In 1929 – het jaar van de beurskrach, die het verlangen van het land naar illegale drank leek te doen toenemen – werd Eliot Ness ingehuurd als speciaal agent van het Amerikaanse ministerie van Justitie om leiding te geven aan een onderzoek naar de handel in illegale drank.S. Department of Justice om aan het hoofd te staan van het Prohibition bureau in Chicago, met het uitdrukkelijke doel Capone te onderzoeken en lastig te vallen. Omdat de mannen die Ness inhuurde om hem te helpen zeer toegewijd en niet omkoopbaar waren, kregen zij de bijnaam de Untouchables. Het publiek vernam van hen toen grote invallen in brouwerijen, speakeasies en andere plaatsen van outlawry de krantenkoppen haalden. De infiltratie van de Untouchables in de onderwereld leverde het bewijs op dat ertoe bijdroeg dat Capone in 1932 in de gevangenis belandde wegens ontduiking van inkomstenbelasting.

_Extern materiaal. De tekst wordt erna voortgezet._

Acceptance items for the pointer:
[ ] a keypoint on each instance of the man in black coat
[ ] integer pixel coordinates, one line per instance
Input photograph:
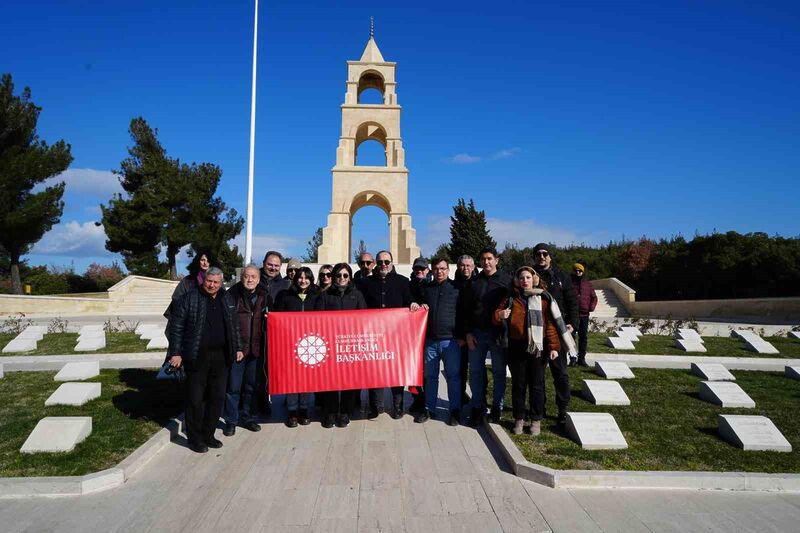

Ook in 1932 bracht Warner Brothers de film Scarface van Howard Hawks uit: The Shame of Nation uit, die losjes gebaseerd was op Capone’s opkomst als misdaadbaas. Het jaar daarvoor had de studio met Mervyn LeRoy’s Little Caesar (1931) en William Wellman’s The Public Enemy (1931) een rage voor gangsterfilms op gang gebracht. De culturele invloed van het tijdperk bleek blijvend, met gangsterfilms die populair bleven en Ness’s heldendaden die aanleiding gaven tot de televisieserie The Untouchables (1959-63).